Thursday, November 21, 2024

Gonjiam: Haunted Asylum

 A horror streaming channel enlists a bunch of randos and a couple of internet personalities to go explore one of the (real-life) "7 freakiest places on the planet", according to CNN: Gonjiam Asylum, an abandoned mental hospital with a murky spooky history that the film, sadly, seems completely uninterested in exploring.

 Maybe you have a higher tolerance for influencers; In my case, I couldn't wait for most of these thinly drawn asshats to start getting killed in gruesome ways. Sadly, we get to spend a lot of quality time with them before anyone comes even close to dying - first as the 'captain' (Wi Ha-Joon) lays out the plans for the stream and the crew make their way to their destination, then as they start exploring the hospital while the intrepid leader watches from a tent and edits and adds music to the stream in real time.


 And we get to be very close to them, too, thanks to the camera rig with which they're outfitted: one go-pro to see everything they're seeing... and another one pointed straight at their face to catch their every reaction. So when things finally get moving and everyone starts getting chased by the asylum haunts, we get all the screaming via a very close-up (think Iron Man's in-helmet cam). At least that part seems to be faithful to an actual horror streams. Could have done without that.

 Beyond being young, pretty and vacuous, there's not a lot going on with the cast. The script barely slows down to give the characters space - and to be honest, when it does, like one guys constant negging of the girl with the weakest personality - it distanced me even more from them.
 The asylum itself fares a little bit better. There's no rhyme nor reason to the haunting, no coherence to the spooky shit - just an assemblage of random weird imagery and fairly well-trod scares, but there's a decent sense of buildup, and urban exploration of dark, derelict spaces is never going to fail completely at being creepy. And things do get admirably hectic once the film decides to stop wasting our time and throws everything it can think of at the screen in an attempt to scare the audience.

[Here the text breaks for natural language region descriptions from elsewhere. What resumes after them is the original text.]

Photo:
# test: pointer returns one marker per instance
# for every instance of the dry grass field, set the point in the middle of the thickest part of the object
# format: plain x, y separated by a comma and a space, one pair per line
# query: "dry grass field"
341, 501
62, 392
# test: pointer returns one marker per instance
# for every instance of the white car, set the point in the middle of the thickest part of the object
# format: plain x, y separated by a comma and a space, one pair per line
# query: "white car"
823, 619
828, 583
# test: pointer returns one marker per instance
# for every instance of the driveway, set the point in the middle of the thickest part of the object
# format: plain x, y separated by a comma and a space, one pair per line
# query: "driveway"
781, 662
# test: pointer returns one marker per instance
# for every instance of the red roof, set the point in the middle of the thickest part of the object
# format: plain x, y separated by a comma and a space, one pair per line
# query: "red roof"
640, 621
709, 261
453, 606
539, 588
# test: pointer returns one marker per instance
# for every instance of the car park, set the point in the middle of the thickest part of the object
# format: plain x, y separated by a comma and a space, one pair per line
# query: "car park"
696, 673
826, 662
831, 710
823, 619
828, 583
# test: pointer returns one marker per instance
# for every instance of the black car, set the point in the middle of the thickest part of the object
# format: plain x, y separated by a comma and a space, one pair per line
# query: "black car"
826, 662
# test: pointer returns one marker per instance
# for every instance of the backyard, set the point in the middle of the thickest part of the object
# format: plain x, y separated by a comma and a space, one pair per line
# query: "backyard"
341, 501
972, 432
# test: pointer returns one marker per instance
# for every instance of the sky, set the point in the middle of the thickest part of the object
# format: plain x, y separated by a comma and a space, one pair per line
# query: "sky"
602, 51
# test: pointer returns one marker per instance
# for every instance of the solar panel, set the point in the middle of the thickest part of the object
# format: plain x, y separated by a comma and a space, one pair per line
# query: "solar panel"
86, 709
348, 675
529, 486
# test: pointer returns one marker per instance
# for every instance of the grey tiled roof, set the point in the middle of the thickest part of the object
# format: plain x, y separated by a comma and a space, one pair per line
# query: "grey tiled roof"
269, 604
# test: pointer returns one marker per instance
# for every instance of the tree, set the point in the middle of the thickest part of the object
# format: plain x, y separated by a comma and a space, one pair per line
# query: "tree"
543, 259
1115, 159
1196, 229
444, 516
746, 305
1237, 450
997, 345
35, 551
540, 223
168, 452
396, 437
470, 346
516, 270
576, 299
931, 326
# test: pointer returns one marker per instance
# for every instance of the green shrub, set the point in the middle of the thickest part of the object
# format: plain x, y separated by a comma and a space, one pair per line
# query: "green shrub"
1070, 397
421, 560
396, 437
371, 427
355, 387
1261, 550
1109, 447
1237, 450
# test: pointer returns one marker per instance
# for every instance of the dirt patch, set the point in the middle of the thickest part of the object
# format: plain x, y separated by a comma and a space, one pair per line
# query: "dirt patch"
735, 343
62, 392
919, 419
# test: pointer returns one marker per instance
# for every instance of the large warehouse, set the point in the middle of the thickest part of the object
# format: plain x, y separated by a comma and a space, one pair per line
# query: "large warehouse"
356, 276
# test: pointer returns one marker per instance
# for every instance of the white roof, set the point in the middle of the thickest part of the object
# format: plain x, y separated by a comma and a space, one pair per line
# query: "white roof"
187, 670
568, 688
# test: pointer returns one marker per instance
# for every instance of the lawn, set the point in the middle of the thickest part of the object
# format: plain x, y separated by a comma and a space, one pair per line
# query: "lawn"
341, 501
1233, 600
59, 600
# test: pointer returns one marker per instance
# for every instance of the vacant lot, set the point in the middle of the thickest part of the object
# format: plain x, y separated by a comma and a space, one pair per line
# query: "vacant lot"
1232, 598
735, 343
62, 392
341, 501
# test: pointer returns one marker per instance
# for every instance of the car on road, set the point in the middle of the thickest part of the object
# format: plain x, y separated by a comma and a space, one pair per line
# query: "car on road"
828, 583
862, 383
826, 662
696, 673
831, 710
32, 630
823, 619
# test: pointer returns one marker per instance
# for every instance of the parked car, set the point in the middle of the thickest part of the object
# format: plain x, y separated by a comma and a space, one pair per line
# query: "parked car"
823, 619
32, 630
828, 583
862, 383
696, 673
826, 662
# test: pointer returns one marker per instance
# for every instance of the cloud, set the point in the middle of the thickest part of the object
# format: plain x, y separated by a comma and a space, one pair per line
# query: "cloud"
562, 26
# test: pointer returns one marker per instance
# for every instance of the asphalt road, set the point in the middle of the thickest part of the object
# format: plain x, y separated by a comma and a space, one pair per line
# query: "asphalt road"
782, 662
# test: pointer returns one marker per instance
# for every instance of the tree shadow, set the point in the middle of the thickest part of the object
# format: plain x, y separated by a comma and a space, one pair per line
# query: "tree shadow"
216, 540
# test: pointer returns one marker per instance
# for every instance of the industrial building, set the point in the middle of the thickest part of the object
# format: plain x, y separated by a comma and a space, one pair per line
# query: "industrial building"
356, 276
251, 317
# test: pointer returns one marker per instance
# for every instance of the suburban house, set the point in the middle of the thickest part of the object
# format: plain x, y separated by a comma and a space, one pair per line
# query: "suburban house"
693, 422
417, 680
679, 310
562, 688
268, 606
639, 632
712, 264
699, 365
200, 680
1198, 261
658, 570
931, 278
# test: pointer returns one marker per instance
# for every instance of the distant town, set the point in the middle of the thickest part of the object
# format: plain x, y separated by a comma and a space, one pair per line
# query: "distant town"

 The spooky business is varied and well staged, with a good combination of jump-scares and more slow-burning atmospheric groundwork. Some good imagery, too, though most of it feels fairly random. Not that all of it works; Spooky changing grafitti will never not be stupid, and one of the film's centerpiece scares - its own take on Evil Dead's possessed deadites - is so stupid-looking it made me laugh every time it appeared.
 Visually... it's a found footage film, so don't expect anything on that front. A couple of scenes are captured with extremely wide angle cameras, which at least adds some flair to the fumbling-in-the-dark scenes. Other than that, it (by design) combines the ugliness of found footage films and youtube reaction videos. No blood, no gore, which is kind of admirable in a film of this type (and kind of reinforces my impression that it's at least partly aimed at a teen audience.)

 It's a movie that clearly has one mandate - to scare the living shit out its viewers. Personally I thought it was a little too blatant, derivative and incoherent in the way it goes about doing that to be successful, but it definitely gets an A for effort and a passing grade.